In Österreich verschlechtert sich die wirtschaftliche Großwetterlage. Das BIP- Wachstum, voriges Jahr noch 2,7 Prozent, verschlechtert sich heuer auf prognostizierte 1,5 Prozent. Das heißt, das BIP- Wachstum bricht um etwa 45 Prozent ein. Vor diesem Hintergrund forderte jetzt der Nationalbank- Gouverneur, dass die Übergangsregierung nicht untätig bleiben, sondern die geplante Senkung von Krankenversicherungsbeitrag und Eingangssteuersatz umsetzen soll. (Der Eingangssteuersatz gilt für Einkommen von 11.000 bis 18.000 Euro pro Jahr und beträgt zur Zeit 25 Prozent.) Mit diesen Maßnahmen sollen Bezieher kleiner Einkommen mehr Netto vom Bruttoverdienst haben, welches in den Konsum fließen soll. Ausgeben heißt nämlich die Devise. Nur ausgeben, nicht sparen. Ausgeben zum Wohle der Wirtschaft. Es dreht sich alles nur um die Wirtschaft und um das Wirtschaftswachstum. Dabei weiß eigentlich jeder, und Wirtschaftsleute und Wirtschaftsforscher wissen es sicher und Politiker sollten es eigentlich auch wissen, dass es immerwährendes Wirtschaftswachstum nicht gibt und dass eine fortwährende Steigerung langfristig in eine Sackgasse führt bzw. mit Vollgas an die Wand fährt.

Aber kein Politiker traut sich die Wahrheit zu sagen. Keiner traut sich zu sagen: „Leute, wir müssen uns einschränken. Wir müssen den Verbrauch zurückfahren, in allen Bereichen. Das muss aber global passieren, denn wir alleine können da nichts bewirken“. Weltweit wird davon gesprochen, dass das Klima gerettet werden muss, bevor es wirklich und endgültig zu spät ist; so hören wir es zumindest immer wieder. Aber die Maßnahmen zur Steigerung des Konsums setzen ja eine Steigerung der Produktion voraus und eine garantiert funktionierende Maßnahme zur Konsumsteigerung ist eine Erhöhung der Einwohnerzahl und die bedingt eine Erhöhung der Beschäftigten und somit des BIP. Dadurch wird aber eine Spirale in Gang gesetzt, mit der nichts besser wird.

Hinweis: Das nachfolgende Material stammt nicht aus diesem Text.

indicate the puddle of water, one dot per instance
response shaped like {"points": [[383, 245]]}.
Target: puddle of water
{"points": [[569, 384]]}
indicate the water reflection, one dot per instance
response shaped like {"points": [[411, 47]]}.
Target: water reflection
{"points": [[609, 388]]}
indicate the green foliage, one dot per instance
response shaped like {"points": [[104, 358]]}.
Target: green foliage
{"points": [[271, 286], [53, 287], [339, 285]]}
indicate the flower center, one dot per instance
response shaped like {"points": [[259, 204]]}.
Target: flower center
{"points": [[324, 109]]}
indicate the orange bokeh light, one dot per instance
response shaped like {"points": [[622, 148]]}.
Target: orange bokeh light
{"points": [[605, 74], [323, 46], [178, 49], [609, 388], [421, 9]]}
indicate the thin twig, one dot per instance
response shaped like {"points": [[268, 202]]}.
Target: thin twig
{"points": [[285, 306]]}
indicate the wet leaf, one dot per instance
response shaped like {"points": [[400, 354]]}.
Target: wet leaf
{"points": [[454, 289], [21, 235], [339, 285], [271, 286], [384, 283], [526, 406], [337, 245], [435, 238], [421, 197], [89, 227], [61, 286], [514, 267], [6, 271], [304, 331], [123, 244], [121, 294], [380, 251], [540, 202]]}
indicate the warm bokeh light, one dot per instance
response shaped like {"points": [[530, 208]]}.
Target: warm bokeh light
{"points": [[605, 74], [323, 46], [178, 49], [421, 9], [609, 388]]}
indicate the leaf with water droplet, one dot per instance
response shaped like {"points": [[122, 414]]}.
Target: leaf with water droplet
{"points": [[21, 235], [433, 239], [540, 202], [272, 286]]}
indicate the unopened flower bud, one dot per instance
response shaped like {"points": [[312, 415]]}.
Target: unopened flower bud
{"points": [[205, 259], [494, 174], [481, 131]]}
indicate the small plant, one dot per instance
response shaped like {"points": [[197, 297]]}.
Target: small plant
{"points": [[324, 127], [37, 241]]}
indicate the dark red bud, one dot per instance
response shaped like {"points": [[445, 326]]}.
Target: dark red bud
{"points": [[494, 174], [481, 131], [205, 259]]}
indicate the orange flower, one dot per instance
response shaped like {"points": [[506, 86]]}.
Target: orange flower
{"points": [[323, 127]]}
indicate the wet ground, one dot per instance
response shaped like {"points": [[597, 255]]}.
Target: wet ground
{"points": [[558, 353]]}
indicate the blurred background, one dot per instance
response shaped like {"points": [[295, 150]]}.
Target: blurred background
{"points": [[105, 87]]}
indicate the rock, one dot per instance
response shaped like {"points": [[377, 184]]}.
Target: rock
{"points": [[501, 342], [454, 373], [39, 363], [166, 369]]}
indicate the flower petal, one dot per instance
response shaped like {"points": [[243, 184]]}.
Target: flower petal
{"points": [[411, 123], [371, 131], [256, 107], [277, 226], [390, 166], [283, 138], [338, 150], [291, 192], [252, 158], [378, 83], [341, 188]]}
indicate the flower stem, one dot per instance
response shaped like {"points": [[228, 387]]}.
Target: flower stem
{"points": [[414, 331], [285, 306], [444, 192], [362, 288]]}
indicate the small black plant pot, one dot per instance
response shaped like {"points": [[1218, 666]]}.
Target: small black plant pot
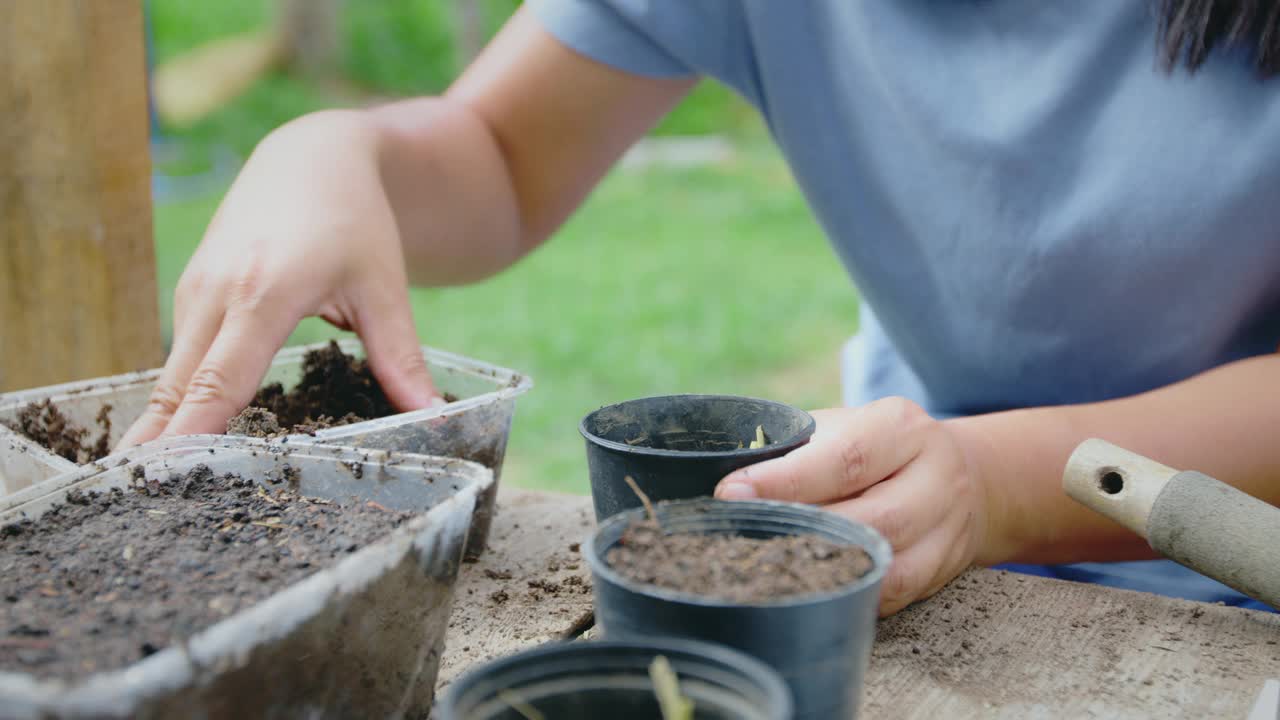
{"points": [[588, 680], [681, 446], [819, 643]]}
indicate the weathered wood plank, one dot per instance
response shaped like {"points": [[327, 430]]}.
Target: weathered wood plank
{"points": [[999, 645], [77, 263], [991, 645], [496, 610]]}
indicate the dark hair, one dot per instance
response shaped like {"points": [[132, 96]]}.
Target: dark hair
{"points": [[1189, 30]]}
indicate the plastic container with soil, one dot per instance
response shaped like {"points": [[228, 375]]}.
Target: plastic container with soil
{"points": [[357, 634], [585, 680], [819, 642], [680, 446], [475, 427]]}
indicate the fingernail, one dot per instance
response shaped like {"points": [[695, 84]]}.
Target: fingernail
{"points": [[735, 491]]}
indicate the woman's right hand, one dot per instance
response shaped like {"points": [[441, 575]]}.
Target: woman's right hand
{"points": [[329, 208], [306, 229]]}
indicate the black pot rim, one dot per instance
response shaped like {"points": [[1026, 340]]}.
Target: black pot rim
{"points": [[757, 670], [789, 443], [878, 550]]}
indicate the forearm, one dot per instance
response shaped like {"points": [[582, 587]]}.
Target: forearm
{"points": [[1221, 423], [449, 190]]}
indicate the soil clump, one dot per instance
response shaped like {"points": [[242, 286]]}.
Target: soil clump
{"points": [[734, 568]]}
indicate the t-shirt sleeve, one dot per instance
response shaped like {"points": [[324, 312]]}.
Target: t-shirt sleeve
{"points": [[618, 33]]}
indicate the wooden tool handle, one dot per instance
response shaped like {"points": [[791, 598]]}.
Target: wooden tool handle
{"points": [[1189, 518]]}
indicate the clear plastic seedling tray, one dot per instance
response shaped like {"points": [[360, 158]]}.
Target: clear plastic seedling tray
{"points": [[361, 638], [474, 428]]}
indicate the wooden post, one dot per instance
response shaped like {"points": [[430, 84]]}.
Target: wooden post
{"points": [[77, 261]]}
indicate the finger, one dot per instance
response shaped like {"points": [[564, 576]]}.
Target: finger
{"points": [[192, 337], [920, 570], [387, 328], [854, 450], [904, 507], [229, 374]]}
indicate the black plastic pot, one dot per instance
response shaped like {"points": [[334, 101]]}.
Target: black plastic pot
{"points": [[819, 643], [588, 680], [681, 446]]}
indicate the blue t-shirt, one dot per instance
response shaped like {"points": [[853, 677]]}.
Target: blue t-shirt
{"points": [[1032, 210]]}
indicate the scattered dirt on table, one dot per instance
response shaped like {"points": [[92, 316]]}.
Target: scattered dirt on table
{"points": [[45, 424], [336, 390], [735, 568], [254, 422], [108, 579]]}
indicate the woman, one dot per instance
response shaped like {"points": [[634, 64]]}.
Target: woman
{"points": [[1057, 236]]}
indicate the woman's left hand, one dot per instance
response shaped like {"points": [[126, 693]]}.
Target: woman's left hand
{"points": [[892, 466]]}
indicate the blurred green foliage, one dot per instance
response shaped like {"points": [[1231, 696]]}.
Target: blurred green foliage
{"points": [[388, 48]]}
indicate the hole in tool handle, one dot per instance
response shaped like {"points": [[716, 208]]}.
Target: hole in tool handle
{"points": [[1110, 481]]}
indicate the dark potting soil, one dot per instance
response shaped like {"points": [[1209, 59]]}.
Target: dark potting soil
{"points": [[45, 424], [108, 579], [336, 390], [735, 568]]}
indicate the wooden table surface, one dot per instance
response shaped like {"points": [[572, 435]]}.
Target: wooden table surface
{"points": [[991, 645]]}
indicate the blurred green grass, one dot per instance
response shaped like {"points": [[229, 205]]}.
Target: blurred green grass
{"points": [[708, 279]]}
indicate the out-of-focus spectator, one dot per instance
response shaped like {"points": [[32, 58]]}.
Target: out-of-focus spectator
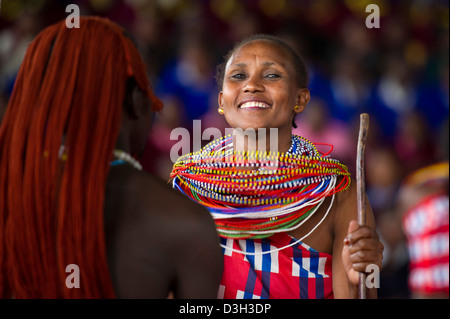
{"points": [[187, 83], [424, 204], [384, 172], [316, 124], [413, 141]]}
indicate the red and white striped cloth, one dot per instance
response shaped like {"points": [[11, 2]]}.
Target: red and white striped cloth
{"points": [[426, 226]]}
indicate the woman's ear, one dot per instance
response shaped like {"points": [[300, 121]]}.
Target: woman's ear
{"points": [[220, 99], [303, 97]]}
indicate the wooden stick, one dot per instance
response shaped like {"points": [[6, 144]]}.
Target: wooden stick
{"points": [[361, 191]]}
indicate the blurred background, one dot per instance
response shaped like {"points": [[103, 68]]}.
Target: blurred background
{"points": [[398, 73]]}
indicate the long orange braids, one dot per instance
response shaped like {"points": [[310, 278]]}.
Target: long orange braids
{"points": [[69, 92]]}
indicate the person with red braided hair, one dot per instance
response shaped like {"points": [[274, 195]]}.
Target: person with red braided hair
{"points": [[285, 212], [71, 193]]}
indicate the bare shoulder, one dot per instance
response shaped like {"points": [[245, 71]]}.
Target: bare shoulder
{"points": [[150, 229], [163, 209], [346, 209]]}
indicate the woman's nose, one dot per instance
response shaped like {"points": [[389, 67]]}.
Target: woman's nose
{"points": [[253, 84]]}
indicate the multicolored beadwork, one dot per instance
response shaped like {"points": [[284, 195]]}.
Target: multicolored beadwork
{"points": [[254, 195]]}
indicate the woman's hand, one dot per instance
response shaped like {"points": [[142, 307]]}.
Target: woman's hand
{"points": [[362, 247]]}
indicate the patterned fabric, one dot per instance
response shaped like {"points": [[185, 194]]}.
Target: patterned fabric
{"points": [[427, 229], [294, 272]]}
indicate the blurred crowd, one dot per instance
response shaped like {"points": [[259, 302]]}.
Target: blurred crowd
{"points": [[398, 73]]}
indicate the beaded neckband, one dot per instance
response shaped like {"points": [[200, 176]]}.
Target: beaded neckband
{"points": [[255, 195]]}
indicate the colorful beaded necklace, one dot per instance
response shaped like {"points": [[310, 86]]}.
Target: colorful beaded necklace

Mehr Menschen bedeuten logischerweise mehr Konsum. Die Menschen sollen nach Möglichkeit beschäftigt werden, das heißt mehr Produktion. Haben sie Arbeit, bezahlen sie auch Steuern, von denen der Staat nie genug kassieren kann. Mehr Produktion bedeutet aber gleichzeitig auch mehr Ressourcenverbrauch und mehr Umweltbelastung und das bedeutet wiederum genau das Gegenteil von dem, was jetzt rundum gefordert wird. Und brechen dann, wie prognostiziert und befürchtet, durch Digitalisierung, durch Künstliche Intelligenz, durch vermehrten Einsatz von Robotern Arbeitsplätze weg, fehlen dem Staat Steuern, um z. B. die Arbeitslosen zu versorgen. Es geht dann jedenfalls abwärts. Dann bricht der Konsum ein, dann geht die Wirtschaftsleistung zurück, dann werden dadurch die Arbeitsplätze weniger. Dann werden nur mehr die Probleme mehr.